Evidence of the effectiveness and economic advantage of providing acute primary health care in hospitals is long standing and robust.8 Faced with growing financial pressures, hospitals will need to innovate and reconfigure in order to survive. Redeployment of the current vast and complex secondary care asset structure could enable the delivery of a broad range of services that local communities seek and also the potential to franchise space to enable others to do the same. Until now, experience of this kind in the UK has been restricted largely to specific specialties or conditions. However, in countries with relatively fewer primary care physicians (such as the US), such models of hospital based delivery of general community services have been implemented successfully, particularly in areas with deprived populations (for example, Yale-New Haven Hospital Community Service, www.ynhh.org/commsvs.html). Comparative evaluation of the costs and effectiveness of hospital and community based models of service provision will be required in order to assess their relative merits.
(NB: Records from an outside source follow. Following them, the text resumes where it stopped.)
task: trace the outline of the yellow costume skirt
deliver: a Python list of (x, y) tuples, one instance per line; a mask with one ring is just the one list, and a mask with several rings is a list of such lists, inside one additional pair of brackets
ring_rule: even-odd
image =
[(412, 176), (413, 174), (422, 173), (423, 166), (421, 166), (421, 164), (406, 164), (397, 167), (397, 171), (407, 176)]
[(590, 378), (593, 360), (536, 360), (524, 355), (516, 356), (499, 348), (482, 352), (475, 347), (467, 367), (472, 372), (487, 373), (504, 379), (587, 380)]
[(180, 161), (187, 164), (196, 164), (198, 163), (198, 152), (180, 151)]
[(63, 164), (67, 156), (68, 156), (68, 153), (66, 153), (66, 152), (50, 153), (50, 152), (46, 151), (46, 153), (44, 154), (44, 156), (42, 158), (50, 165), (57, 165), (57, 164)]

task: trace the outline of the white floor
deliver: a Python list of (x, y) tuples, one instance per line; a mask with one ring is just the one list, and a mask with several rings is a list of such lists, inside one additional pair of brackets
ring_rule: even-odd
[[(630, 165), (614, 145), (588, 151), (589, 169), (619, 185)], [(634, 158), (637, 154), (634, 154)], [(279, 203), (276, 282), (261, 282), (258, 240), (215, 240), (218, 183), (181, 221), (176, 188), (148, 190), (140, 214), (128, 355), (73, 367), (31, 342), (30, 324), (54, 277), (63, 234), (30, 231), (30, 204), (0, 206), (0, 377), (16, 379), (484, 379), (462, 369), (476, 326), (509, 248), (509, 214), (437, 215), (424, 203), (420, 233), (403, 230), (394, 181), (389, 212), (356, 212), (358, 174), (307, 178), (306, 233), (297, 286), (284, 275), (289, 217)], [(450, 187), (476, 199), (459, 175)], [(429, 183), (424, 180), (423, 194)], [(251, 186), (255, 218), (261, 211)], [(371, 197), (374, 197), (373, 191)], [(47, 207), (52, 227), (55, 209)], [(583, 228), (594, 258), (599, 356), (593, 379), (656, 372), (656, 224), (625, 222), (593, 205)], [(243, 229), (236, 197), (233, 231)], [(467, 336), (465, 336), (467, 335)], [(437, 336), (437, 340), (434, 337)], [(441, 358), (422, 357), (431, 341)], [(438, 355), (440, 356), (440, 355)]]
The greatest challenge to health policy in England is how best to establish and balance optimum clinic size and range of services while ensuring high quality, efficiency, and cost effectiveness. In making those judgments, leaders of the NHS reforms will do well to draw on lessons learnt from past experience.
Competing interests: PW, AB, and JAR have been involved in studies of specialist outreach funded by the Department of Health and Health Technology Assessment.